MicroRNAs (miRNAs) are a group of noncoding RNAs that are very conservative with small sequence of nucleotides (17-25nt) which play important regulatory roles in translation of target messenger RNAs through base pairing with the 3′ untranslated region (3′UTR) of their target genes resulting in either degradation or translational inhibition of those genes (Lewis et al., 2005). Growing evidences were accumulated in recent decades emphasizing the crucial role of these small non coding RNAs in regulation of many target genes related to a lot of cellular processes such as cell proliferation, development, differentiation, and apoptosis. Additionally, numerous studies linked between deregulated miRNAs and cancers including HCC where these miRNAs regulate many of the aggressive traits of the disease including tumor progression, metastasis and drug resistance (Zhang et al., 2017; Li et al., 2017).

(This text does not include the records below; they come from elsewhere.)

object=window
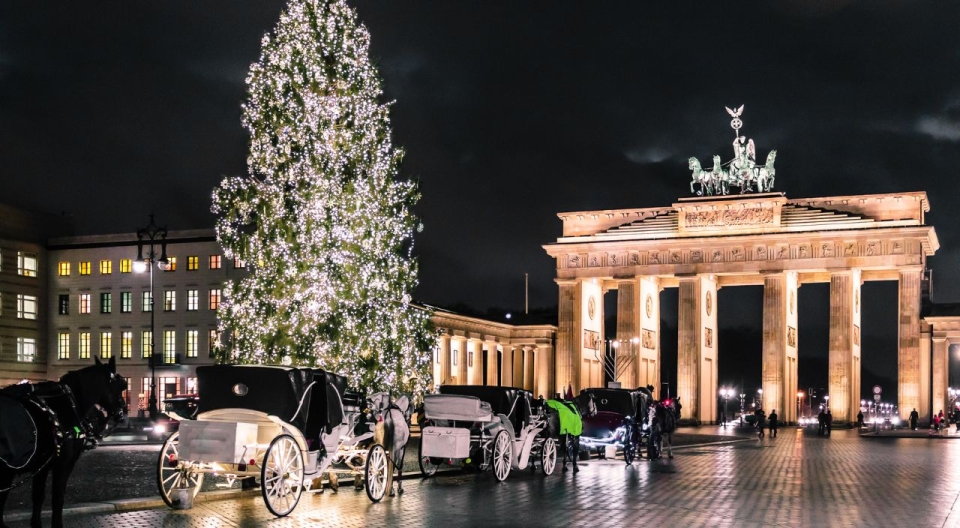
[100,293,113,313]
[187,330,200,357]
[100,332,113,359]
[77,332,90,359]
[17,251,37,277]
[163,330,177,364]
[120,332,133,359]
[17,337,37,363]
[210,288,220,310]
[17,293,37,319]
[207,328,220,357]
[57,332,70,359]
[140,330,153,358]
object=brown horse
[0,358,127,528]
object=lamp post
[134,214,170,420]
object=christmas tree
[213,0,432,392]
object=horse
[0,357,127,528]
[546,391,597,473]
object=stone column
[434,334,453,386]
[932,337,953,416]
[556,280,581,392]
[897,268,930,421]
[615,280,640,389]
[677,275,717,423]
[637,277,662,399]
[828,269,860,422]
[762,272,798,422]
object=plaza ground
[8,427,960,528]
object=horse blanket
[546,400,583,436]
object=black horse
[0,358,127,528]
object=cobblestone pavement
[10,428,960,528]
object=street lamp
[134,214,170,420]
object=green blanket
[546,400,583,436]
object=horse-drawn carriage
[157,365,409,517]
[418,385,557,481]
[580,388,653,464]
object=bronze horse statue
[0,358,127,528]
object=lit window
[100,332,113,359]
[17,293,37,319]
[163,330,177,364]
[120,332,133,359]
[210,288,220,310]
[57,332,70,359]
[187,330,200,357]
[187,290,200,312]
[140,330,153,358]
[17,337,37,363]
[77,332,90,359]
[17,251,37,277]
[207,328,220,357]
[100,293,113,313]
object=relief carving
[684,208,773,228]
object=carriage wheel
[417,437,440,477]
[493,431,513,482]
[540,438,557,475]
[260,434,303,517]
[364,444,390,502]
[157,432,203,508]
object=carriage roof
[197,365,346,429]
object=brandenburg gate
[544,107,947,423]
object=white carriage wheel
[417,436,440,477]
[493,431,513,482]
[157,432,203,508]
[540,438,557,475]
[364,444,390,502]
[260,434,303,517]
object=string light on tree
[213,0,432,392]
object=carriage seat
[423,394,493,422]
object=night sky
[0,0,960,395]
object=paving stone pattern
[11,428,960,528]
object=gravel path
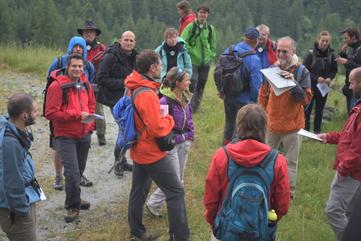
[0,71,131,240]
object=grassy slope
[0,46,346,241]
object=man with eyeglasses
[258,36,312,198]
[256,24,277,69]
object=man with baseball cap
[215,27,262,144]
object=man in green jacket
[182,4,217,112]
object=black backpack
[214,45,256,96]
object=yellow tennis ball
[268,209,277,222]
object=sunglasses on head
[175,68,186,82]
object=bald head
[119,31,135,54]
[349,67,361,99]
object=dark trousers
[189,64,210,112]
[305,89,327,133]
[223,96,245,144]
[55,134,90,210]
[128,156,189,241]
[0,203,37,241]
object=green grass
[0,44,64,76]
[0,46,346,241]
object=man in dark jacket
[96,31,137,177]
[78,20,106,147]
[336,28,361,113]
[0,93,41,241]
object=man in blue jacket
[0,93,41,241]
[216,27,262,144]
[48,36,95,190]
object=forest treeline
[0,0,361,57]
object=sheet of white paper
[39,187,46,201]
[261,67,296,89]
[160,105,169,117]
[317,83,330,97]
[268,81,294,96]
[297,129,322,141]
[93,114,105,120]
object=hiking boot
[53,176,64,191]
[80,175,93,187]
[80,199,90,210]
[129,233,159,241]
[98,135,107,146]
[114,161,124,177]
[123,163,133,172]
[145,204,162,218]
[64,209,79,223]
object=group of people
[0,0,361,241]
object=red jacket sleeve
[204,148,228,226]
[45,81,81,121]
[326,131,341,144]
[271,154,290,220]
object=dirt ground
[0,71,131,241]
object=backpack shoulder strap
[259,149,278,185]
[131,87,152,125]
[56,56,63,69]
[238,50,256,59]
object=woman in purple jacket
[146,67,194,217]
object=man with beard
[0,93,41,241]
[319,67,361,241]
[45,55,95,223]
[258,36,312,198]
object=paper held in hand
[297,129,322,141]
[317,83,330,97]
[261,67,296,96]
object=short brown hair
[176,0,191,14]
[135,49,161,74]
[236,104,267,143]
[164,28,178,41]
[341,27,360,40]
[163,67,188,90]
[7,93,35,120]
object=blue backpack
[213,147,278,241]
[113,87,151,160]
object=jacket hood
[68,36,86,60]
[124,70,160,90]
[313,42,335,55]
[159,85,192,104]
[226,139,271,167]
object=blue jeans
[55,134,91,210]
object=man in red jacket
[319,67,361,241]
[45,55,95,222]
[204,104,290,240]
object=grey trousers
[325,172,361,241]
[266,131,302,197]
[55,134,90,210]
[95,102,106,136]
[0,204,36,241]
[128,153,189,241]
[147,141,192,209]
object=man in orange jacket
[125,49,189,241]
[258,37,312,198]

Interestingly, various studies spotted lights on changes in miRNA expression profiles in many cancer types in response to much therapeutics including sorafenib. It has been shown that miR-26a plays a crucial function for inhibiting angiogenesis and metastasis via targeting VEGFA and HGF. Its low expression was reported in metastatic HCC tissues compared with their corresponding normal referring to its possible therapeutic target against metastasis (Yang et al., 2014). Another study showed an enhancement of sensitivity of HCC cell lines to doxorubicin and vincristine treatment upon upregulating miR-122 expression level through suppressing Bcl-w and cyclin D1 protein levels that are involved (Xu et al., 2011).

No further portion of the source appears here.